4. Nirav Modi: Firestar Diamond owner Nirav Modi, who is wanted by the Interpol and the Indian government for criminal conspiracy, corruption, money laundering, fraud and breach of contract since August 2018, is currently in a London jail. The fugitive diamantaire is being investigated in a $2 billion fraud case of Punjab National Bank.
After PNB filed a complaint against Modi and his partners for defrauding the bank of Rs 28,000 crore, CBI registered a case against the businessman and the ED started investigating him. Modi has also been sued by a California-based entrepreneur for $4.2 million over two custom diamond engagement rings which turned out to be lab diamonds.
5. Subrata Roy: When it comes to scams, Sahara India is one of the biggest scams known to the Indian population. The Sahara scam, also known as Sahara chit fund scam, is one of the biggest corporate scams in India. Subrata Roy who is the managing worker and Chairman of Sahara India Pariwar had a run-in with the law enforcement agencies back in 2014.
On 26 February 2014, the Supreme Court of India ordered the detention of Roy for failing to appear before it in connection with a legal dispute with Market Regulator – SEBI. Roy was held in custody in the Tihar Jail, Delhi and is now out on parole since May 2016.
Since then Roy has been successful in getting his bail extended on various grounds. As of 31 January 2019, Sahara still had to pay Rs 10,621 crore to meet its total liability.
6. VG Siddhartha: India’s biggest coffee chain Cafe Coffee Day founder VG Siddhartha was known as one of the most successful businessmen in the country. The Coffee King shocked the nation when he allegedly committed suicide last year. After going missing on the evening of 29th July 2019, his body was found at Hoige Bazaar beach on 31st July.

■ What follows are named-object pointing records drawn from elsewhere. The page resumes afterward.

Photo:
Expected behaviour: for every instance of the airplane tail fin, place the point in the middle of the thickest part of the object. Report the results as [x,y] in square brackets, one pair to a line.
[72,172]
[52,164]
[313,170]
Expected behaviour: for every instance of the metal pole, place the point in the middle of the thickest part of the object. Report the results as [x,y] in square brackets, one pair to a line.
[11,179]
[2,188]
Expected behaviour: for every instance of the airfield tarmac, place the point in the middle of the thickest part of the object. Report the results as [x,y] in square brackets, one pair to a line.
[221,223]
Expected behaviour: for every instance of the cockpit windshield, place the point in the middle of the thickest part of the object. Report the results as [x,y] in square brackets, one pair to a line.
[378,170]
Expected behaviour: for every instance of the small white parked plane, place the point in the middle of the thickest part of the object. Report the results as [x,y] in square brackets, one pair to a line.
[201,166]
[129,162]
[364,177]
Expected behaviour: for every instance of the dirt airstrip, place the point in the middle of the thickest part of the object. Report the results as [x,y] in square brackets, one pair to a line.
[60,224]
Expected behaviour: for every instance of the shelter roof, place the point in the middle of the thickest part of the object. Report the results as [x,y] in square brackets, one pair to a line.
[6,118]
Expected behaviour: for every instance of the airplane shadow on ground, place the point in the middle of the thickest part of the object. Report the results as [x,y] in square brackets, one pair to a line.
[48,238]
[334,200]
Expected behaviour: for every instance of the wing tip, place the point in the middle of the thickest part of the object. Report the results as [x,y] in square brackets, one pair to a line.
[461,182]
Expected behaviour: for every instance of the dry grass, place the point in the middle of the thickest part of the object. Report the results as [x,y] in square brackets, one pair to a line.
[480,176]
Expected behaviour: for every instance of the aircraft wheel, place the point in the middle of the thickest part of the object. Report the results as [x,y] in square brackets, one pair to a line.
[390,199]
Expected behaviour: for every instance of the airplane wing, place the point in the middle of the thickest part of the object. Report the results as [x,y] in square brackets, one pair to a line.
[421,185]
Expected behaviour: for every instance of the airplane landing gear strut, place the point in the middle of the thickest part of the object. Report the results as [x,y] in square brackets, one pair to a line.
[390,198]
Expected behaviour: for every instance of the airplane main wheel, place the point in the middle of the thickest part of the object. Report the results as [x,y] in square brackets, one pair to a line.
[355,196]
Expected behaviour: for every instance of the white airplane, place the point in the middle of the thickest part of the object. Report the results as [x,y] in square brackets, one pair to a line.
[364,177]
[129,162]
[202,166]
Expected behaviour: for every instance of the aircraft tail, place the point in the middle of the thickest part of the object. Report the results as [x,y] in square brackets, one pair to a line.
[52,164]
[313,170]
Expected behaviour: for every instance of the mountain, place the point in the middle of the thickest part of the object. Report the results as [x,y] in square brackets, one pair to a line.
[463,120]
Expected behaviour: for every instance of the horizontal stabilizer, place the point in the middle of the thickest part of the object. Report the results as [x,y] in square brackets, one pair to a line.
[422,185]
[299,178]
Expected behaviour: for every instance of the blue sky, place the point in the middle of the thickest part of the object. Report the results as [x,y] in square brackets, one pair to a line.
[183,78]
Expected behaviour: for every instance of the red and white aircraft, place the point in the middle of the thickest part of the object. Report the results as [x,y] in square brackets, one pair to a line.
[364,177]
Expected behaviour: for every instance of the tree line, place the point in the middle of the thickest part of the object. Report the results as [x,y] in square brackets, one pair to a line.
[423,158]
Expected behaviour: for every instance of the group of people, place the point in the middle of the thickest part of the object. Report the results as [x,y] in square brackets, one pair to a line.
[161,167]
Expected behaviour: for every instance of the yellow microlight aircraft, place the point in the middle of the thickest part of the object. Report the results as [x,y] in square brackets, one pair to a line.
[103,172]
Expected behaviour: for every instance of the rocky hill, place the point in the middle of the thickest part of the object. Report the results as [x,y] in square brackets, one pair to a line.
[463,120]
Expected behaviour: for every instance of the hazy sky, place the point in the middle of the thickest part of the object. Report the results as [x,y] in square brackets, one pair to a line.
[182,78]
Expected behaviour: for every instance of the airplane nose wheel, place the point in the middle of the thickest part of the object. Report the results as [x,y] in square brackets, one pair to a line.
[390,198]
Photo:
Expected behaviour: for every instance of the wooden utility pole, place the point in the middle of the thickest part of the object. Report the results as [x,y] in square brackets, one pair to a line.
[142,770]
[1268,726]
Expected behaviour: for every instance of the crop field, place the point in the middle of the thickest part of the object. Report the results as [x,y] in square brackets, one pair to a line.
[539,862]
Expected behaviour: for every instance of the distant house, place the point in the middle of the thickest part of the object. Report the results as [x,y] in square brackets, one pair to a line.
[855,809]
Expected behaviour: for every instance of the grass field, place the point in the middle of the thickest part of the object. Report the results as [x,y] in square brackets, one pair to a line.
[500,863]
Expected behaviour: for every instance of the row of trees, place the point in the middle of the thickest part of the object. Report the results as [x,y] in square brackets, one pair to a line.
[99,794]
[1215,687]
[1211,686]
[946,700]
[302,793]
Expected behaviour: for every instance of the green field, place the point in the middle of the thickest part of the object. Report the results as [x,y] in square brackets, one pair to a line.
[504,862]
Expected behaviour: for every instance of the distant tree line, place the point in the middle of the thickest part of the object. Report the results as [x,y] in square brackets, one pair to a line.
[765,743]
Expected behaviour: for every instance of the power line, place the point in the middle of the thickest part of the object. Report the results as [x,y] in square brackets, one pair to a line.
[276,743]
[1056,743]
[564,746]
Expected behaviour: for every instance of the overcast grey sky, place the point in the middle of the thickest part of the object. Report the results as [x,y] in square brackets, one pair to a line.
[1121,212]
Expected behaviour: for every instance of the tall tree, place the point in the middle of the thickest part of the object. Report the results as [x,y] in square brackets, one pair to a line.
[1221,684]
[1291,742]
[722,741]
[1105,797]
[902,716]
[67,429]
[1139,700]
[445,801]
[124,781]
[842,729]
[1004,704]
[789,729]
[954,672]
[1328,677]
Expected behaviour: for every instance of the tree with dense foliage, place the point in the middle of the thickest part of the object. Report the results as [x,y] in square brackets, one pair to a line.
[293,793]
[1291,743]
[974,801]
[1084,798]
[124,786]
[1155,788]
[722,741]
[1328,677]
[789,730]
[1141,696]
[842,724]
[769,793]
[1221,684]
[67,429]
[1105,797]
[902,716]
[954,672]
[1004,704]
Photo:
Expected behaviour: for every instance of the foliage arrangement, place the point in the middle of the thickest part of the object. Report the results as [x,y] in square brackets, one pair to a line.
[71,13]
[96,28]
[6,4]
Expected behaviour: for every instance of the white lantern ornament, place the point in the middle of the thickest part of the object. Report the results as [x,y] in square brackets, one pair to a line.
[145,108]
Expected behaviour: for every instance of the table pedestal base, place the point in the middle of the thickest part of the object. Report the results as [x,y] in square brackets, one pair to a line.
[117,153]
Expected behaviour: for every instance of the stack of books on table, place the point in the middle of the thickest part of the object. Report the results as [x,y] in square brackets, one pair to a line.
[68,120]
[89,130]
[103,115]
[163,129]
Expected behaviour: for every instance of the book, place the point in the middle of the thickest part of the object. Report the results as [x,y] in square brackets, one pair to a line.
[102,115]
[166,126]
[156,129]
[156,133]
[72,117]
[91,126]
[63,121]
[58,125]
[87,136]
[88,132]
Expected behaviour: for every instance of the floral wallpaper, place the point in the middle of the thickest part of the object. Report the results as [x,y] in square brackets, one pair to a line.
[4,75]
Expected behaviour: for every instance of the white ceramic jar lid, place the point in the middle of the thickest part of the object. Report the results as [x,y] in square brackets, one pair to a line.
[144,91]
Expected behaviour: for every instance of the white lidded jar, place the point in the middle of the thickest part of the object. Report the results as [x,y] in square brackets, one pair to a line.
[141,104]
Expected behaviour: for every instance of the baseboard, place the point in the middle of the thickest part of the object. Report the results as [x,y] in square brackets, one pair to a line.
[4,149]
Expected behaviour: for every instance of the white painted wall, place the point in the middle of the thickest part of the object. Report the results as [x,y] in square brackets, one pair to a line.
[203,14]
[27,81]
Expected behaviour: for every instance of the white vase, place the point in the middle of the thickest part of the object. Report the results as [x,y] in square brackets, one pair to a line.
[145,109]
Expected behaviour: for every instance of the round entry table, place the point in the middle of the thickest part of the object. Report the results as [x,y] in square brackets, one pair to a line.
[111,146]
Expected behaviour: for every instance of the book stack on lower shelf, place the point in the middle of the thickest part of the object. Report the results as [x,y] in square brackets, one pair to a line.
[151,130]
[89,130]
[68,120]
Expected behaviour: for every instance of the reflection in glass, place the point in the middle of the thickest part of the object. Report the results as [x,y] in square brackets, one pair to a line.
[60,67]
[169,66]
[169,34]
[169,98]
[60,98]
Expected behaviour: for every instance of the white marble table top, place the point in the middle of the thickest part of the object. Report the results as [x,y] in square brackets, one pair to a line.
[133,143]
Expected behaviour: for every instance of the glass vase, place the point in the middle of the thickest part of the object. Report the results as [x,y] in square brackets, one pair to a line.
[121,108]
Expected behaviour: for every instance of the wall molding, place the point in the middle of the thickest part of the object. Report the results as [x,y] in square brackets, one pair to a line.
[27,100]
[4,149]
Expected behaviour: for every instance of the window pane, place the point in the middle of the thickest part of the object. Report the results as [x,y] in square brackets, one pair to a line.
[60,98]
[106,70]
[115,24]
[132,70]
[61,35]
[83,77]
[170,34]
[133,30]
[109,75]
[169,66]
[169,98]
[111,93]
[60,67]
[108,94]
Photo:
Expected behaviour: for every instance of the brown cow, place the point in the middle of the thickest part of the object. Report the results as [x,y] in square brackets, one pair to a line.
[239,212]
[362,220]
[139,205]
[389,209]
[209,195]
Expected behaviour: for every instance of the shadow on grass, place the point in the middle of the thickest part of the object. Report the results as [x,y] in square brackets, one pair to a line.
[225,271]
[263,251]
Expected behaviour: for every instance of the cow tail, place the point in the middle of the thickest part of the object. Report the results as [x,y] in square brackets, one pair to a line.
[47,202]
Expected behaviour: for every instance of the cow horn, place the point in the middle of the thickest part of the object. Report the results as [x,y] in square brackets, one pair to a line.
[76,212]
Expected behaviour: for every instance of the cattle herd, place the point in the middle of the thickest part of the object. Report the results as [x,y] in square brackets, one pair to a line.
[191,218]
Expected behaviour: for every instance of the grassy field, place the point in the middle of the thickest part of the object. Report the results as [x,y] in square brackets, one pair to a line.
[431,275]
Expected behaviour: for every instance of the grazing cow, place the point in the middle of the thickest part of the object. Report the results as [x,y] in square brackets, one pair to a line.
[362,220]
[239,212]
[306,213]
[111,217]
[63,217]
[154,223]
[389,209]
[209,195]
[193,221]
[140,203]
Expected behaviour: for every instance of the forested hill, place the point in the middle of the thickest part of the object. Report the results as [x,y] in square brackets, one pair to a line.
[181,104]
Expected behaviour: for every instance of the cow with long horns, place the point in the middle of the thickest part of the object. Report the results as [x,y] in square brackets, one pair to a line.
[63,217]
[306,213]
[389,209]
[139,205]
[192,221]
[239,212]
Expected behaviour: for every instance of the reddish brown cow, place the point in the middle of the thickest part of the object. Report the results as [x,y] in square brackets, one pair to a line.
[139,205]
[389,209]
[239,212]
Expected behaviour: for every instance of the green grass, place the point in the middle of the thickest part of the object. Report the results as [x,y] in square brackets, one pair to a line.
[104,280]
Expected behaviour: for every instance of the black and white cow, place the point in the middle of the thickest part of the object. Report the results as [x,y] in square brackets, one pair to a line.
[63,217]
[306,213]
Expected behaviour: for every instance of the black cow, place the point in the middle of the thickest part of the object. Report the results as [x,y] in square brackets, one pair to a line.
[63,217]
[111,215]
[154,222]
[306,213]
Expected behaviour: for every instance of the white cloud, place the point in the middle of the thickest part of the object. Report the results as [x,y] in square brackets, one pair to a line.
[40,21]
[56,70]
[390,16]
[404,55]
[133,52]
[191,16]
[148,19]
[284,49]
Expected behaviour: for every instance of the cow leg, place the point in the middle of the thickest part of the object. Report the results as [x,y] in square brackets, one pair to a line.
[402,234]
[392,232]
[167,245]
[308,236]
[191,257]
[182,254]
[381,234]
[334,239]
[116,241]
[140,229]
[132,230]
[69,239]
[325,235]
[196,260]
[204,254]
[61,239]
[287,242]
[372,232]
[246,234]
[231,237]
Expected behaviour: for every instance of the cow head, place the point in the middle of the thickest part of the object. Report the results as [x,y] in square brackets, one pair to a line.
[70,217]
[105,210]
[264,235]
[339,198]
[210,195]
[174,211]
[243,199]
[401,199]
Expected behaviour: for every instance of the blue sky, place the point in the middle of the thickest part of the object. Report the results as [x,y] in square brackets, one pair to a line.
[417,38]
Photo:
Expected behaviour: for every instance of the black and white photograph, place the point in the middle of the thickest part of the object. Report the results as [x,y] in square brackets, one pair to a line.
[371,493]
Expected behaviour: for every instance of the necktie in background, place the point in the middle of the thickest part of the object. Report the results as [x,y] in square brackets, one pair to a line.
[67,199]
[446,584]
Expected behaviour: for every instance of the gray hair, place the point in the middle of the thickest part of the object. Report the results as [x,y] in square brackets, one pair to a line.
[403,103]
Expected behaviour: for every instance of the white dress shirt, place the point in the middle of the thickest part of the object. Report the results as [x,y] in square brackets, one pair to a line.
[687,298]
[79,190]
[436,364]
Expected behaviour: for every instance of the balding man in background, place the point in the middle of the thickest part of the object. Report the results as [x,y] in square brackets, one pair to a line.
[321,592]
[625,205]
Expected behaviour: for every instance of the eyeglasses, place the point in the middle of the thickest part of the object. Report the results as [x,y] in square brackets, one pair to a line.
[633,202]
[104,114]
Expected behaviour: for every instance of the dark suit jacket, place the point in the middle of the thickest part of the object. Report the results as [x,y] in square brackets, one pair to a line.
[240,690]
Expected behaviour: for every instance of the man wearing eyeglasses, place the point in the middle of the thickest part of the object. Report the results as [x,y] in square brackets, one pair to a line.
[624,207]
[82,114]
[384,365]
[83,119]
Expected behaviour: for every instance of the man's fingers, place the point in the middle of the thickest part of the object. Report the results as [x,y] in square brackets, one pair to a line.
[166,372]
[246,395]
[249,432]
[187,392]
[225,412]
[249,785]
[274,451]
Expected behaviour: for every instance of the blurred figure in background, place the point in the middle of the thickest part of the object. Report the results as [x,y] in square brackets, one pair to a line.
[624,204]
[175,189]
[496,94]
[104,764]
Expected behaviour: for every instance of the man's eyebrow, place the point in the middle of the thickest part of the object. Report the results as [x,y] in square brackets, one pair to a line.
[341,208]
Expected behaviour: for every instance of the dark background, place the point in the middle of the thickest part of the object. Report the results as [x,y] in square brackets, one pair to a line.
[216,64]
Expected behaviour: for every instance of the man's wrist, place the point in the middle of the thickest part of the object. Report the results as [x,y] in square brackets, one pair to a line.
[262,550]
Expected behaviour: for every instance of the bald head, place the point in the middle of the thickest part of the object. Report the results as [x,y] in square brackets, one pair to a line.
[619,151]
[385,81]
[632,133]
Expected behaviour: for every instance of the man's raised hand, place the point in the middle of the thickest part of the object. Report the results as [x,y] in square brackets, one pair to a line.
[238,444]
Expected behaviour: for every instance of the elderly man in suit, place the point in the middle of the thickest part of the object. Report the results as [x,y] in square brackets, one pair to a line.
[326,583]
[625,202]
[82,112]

Before jumping off a bridge into a river in an apparent suicide, he had penned a letter that spoke of pressure from lenders, a private equity firm and harassment by tax officials. Note that on 21 September 2017, a tax raid was conducted at more than 20 of Siddhartha’s locations in Mumbai, Bengaluru, Chennai, and Chikmagalur by senior officers of the Income Tax Department of Karnataka and Goa regions.
7. Anil Ambani: Reliance Communication chairman Anil Ambani was once India’s richest man. In fact, at one point, Anil’s net worth was way higher than his brother Mukesh Ambani. In 2008, Anil was named the sixth-richest person in the world by Forbes which pegged his wealth at $42 billion.
Once counted among the world’s richest with a net worth of $42 billion, Anil Ambani, earlier in February this year told a UK court that his net worth was zero and his family won’t support him when “push comes to shove”.
The Chairman of the Reliance Group had a close shave with jail time in March before RIL Chairman Mukesh Ambani bailed him out at the last minute. The woes of the ex-billionaire came to the fore when Supreme asked him to pay Ericsson AB’s India unit about $77 million of past dues or go to jail since Anil Ambani had given a personal guarantee.
Anil Ambani has been fending off creditors and fighting multiple cases in courts amid his Reliance Communications Ltd. sliding into bankruptcy.